0

I have a Python 2.7 package laid out like this:

hdl/
    __init__.py
    run_job.py
    other_stuff/
        __init__.py
        other_files/
setup.py
scripts/
    client.py

run_job.py contains:

def run_job():
    pass

There is no class. Actually, there are no classes anywhere in this codebase; I inherited it.

How do I execute the run_job() function from clients of this package?

(Right now, the run_job() function lives in __init__.py, which I don't like at all.)

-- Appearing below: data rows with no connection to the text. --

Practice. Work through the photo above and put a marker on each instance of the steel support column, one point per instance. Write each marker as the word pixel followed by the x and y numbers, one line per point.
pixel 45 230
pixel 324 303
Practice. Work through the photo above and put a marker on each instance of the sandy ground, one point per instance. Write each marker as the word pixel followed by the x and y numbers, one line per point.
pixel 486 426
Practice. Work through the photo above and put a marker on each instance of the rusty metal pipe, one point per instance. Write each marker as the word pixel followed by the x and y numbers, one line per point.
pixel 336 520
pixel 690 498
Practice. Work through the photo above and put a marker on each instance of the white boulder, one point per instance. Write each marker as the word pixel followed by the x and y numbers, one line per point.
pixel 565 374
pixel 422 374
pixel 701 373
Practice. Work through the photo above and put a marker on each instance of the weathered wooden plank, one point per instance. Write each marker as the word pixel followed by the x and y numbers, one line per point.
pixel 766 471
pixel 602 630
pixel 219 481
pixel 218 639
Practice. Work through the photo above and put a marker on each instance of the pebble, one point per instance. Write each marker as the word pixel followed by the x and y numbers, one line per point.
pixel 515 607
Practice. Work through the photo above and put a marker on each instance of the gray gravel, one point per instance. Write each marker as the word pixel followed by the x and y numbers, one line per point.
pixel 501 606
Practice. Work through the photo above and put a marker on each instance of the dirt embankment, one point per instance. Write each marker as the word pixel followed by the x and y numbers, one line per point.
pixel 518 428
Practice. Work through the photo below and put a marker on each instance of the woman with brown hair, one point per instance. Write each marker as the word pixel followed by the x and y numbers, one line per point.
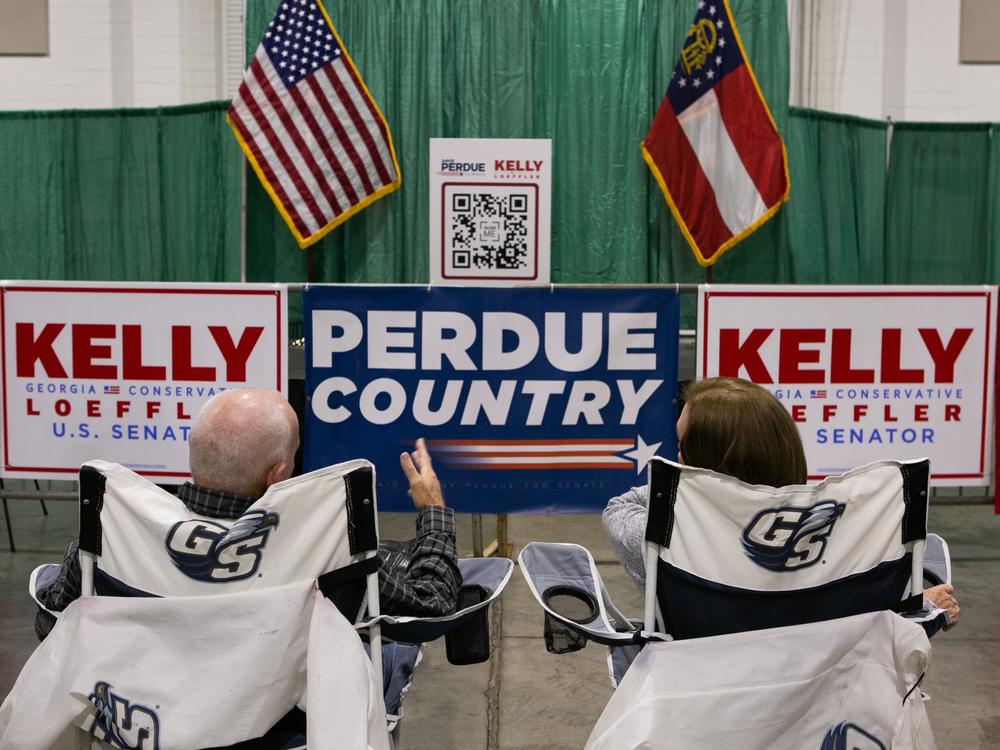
pixel 737 428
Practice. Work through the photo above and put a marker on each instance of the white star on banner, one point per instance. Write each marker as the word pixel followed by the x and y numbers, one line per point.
pixel 642 453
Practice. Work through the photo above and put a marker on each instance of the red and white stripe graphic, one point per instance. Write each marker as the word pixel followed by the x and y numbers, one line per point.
pixel 534 454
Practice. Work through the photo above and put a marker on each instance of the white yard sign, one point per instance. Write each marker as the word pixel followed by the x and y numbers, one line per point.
pixel 118 371
pixel 867 373
pixel 490 211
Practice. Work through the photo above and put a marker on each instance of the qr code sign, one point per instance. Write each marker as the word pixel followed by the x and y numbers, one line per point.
pixel 489 231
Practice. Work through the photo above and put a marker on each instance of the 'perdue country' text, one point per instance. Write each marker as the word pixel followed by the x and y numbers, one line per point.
pixel 433 341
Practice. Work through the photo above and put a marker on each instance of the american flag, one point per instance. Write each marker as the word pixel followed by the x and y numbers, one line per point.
pixel 307 124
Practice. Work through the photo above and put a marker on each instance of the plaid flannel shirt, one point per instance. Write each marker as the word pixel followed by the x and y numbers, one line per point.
pixel 416 577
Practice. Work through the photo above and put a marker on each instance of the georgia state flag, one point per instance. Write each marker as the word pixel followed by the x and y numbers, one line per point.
pixel 713 145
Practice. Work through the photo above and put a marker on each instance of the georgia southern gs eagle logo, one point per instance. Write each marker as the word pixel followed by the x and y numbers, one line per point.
pixel 786 539
pixel 847 736
pixel 208 551
pixel 123 724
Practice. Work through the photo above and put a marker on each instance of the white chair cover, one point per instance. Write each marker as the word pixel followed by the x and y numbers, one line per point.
pixel 193 672
pixel 848 684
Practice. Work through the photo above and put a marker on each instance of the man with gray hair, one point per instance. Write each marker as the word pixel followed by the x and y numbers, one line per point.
pixel 242 442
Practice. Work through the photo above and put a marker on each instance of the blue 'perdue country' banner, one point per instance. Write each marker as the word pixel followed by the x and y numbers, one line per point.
pixel 531 399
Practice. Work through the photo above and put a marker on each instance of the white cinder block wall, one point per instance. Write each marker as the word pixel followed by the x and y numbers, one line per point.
pixel 873 58
pixel 887 58
pixel 124 53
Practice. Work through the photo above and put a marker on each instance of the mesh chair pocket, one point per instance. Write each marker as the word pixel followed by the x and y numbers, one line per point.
pixel 560 638
pixel 576 605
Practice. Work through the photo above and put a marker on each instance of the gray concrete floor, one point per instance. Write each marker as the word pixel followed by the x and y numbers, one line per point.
pixel 527 699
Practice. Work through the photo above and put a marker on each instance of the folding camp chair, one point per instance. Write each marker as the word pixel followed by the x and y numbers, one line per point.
pixel 138 540
pixel 847 684
pixel 722 557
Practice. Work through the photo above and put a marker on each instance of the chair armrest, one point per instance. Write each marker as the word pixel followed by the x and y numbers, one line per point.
pixel 488 574
pixel 937 560
pixel 564 580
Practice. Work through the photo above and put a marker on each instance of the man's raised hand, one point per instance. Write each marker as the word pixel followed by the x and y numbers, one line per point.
pixel 425 489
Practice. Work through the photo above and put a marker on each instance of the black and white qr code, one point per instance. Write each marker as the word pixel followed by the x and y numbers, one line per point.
pixel 489 231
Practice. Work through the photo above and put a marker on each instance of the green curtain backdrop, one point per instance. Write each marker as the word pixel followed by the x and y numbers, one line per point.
pixel 938 190
pixel 588 74
pixel 134 194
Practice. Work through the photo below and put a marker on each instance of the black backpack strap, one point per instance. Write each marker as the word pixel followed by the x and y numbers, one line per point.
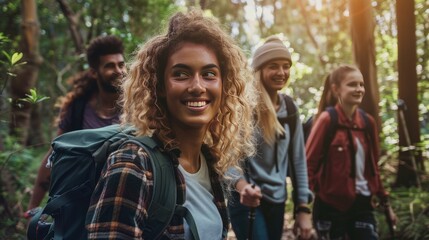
pixel 332 129
pixel 291 121
pixel 163 203
pixel 77 109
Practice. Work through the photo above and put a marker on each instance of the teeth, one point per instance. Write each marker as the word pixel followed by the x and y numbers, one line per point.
pixel 196 104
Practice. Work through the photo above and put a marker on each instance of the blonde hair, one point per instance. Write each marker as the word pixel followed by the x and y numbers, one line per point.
pixel 229 134
pixel 266 115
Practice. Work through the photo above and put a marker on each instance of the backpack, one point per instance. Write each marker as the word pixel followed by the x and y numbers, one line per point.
pixel 77 160
pixel 77 112
pixel 334 126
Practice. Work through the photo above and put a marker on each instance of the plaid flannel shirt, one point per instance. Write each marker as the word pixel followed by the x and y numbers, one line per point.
pixel 118 207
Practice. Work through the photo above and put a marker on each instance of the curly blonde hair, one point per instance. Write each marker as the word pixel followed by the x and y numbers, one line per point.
pixel 229 135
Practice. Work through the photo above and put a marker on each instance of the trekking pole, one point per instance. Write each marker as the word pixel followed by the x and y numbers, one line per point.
pixel 401 108
pixel 389 222
pixel 252 216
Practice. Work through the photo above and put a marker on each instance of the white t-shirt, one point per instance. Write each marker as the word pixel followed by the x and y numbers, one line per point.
pixel 361 182
pixel 200 202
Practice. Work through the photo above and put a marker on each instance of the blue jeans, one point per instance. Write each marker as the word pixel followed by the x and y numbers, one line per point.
pixel 268 223
pixel 357 223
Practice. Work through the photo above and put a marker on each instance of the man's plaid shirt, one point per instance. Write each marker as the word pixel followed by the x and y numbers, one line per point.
pixel 118 208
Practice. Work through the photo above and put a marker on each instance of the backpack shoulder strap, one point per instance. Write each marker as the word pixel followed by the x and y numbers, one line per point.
pixel 163 203
pixel 77 109
pixel 291 121
pixel 330 134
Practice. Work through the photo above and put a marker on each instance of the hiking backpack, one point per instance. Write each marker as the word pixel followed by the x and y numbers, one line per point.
pixel 290 119
pixel 334 126
pixel 76 163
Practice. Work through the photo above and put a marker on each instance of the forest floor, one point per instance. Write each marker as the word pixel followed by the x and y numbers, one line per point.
pixel 287 229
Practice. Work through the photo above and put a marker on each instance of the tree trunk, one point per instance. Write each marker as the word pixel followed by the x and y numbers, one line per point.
pixel 362 31
pixel 27 74
pixel 407 86
pixel 73 20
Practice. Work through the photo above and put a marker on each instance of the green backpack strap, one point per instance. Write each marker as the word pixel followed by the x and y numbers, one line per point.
pixel 163 203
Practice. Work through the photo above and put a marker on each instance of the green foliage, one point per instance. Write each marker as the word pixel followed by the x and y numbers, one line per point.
pixel 33 97
pixel 411 205
pixel 18 169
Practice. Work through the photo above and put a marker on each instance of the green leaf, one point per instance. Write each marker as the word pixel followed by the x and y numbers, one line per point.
pixel 16 57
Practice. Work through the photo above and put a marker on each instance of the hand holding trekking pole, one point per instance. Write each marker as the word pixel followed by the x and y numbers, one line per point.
pixel 250 196
pixel 251 220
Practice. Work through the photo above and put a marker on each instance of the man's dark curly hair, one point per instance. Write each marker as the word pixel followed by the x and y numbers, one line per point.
pixel 103 45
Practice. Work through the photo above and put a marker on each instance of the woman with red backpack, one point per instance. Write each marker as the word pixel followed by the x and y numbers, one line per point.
pixel 343 173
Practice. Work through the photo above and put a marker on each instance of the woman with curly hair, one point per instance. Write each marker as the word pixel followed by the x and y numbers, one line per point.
pixel 189 89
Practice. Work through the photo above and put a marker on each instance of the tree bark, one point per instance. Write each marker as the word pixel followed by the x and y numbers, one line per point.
pixel 27 75
pixel 362 31
pixel 407 91
pixel 73 20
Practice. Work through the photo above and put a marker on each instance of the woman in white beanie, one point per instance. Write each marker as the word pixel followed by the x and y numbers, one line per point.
pixel 263 184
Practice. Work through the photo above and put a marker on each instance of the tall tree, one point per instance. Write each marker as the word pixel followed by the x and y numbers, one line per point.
pixel 27 75
pixel 362 32
pixel 407 82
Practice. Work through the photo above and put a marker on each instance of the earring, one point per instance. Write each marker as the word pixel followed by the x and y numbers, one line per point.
pixel 340 100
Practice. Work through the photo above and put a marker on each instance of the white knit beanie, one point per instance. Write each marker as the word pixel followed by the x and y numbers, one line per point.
pixel 273 48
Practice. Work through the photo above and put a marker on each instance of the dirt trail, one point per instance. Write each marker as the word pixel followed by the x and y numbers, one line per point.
pixel 287 230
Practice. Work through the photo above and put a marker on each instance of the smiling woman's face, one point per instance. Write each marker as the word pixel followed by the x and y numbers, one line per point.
pixel 193 86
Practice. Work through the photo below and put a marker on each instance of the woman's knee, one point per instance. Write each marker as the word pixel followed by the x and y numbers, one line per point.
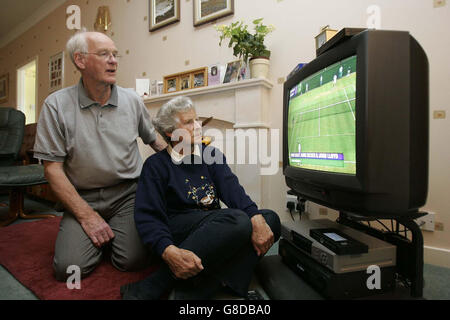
pixel 273 220
pixel 239 221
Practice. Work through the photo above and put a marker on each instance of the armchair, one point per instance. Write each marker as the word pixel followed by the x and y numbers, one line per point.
pixel 15 178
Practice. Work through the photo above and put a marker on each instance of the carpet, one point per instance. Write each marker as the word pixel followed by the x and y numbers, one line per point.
pixel 26 251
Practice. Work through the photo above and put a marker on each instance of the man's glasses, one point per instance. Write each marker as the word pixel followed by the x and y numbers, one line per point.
pixel 105 55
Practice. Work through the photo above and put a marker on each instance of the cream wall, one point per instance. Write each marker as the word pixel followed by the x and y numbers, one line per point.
pixel 153 55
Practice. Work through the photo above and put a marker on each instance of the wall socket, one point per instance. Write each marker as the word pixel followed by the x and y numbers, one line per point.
pixel 439 3
pixel 291 198
pixel 439 114
pixel 427 222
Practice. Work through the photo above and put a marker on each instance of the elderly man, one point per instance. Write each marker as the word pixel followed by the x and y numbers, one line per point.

I put these in __init__.py:

import hdl.run_job

import run_job

Either way, I get No module named run_job. If I leave off the import entirely, the client code says either 'module' object has no attribute 'run_job' or name 'run_job' is not defined, depending on which of these I do:

import hdl
hdl.run_job

import hdl
run_job

My setup.py:

from setuptools import setup
from setuptools import find_packages
from os import walk, path

install_requires = [
    "ecdsa==0.11",
    "importlib==1.0.3",
    "paramiko==1.13.0",
    "pyasn1==0.1.7",
    "pycrypto==2.6.1",
    "wsgiref==0.1.2",
]

script_base = "scripts"
my_path = path.dirname(path.abspath(__file__))
walk_path = path.join(my_path, script_base)
for(_, _, filenames) in walk(walk_path):
    scripts = [("%s/%s"  % (script_base, f)) for f in filenames]
    break

setup(
    name="hdl",
    version="dev",
    description="HDL",
    url="http://example.com",
    long_description="HDLA",
    author="heh",
    author_email=".com",
    maintainer="foo",
    maintainer_email=".com",
    license="Proprietary",
    packages=find_packages(exclude=("tests",)),
    test_suite="nose.collector",
    include_package_data=True,
    package_data = {'': [ '*.csv', '*.hql', '*.pig', '*.sh', '*.sql' ]},
    install_requires=install_requires,
    zip_safe=False,
    classifiers=[
        "Development Status :: 2 - Alpha",
        "Environment :: Command Line",
        "Framework :: None",
        "Intended Audience :: Developers",
        "Intended Audience :: System Administrators",
        "License :: Other/Proprietary License",
        "Natural Language :: English",
        "Operating System :: MacOS :: MacOS X",
        "Operating System :: POSIX :: Linux",
        "Programming Language :: Python :: 2.7",
        "Topic :: Software Development",
        "Topic :: ETL"
    ],
    scripts=scripts,
)

If I stick the run_job function in __init__.py it works fine: import hdl hdl.run_job()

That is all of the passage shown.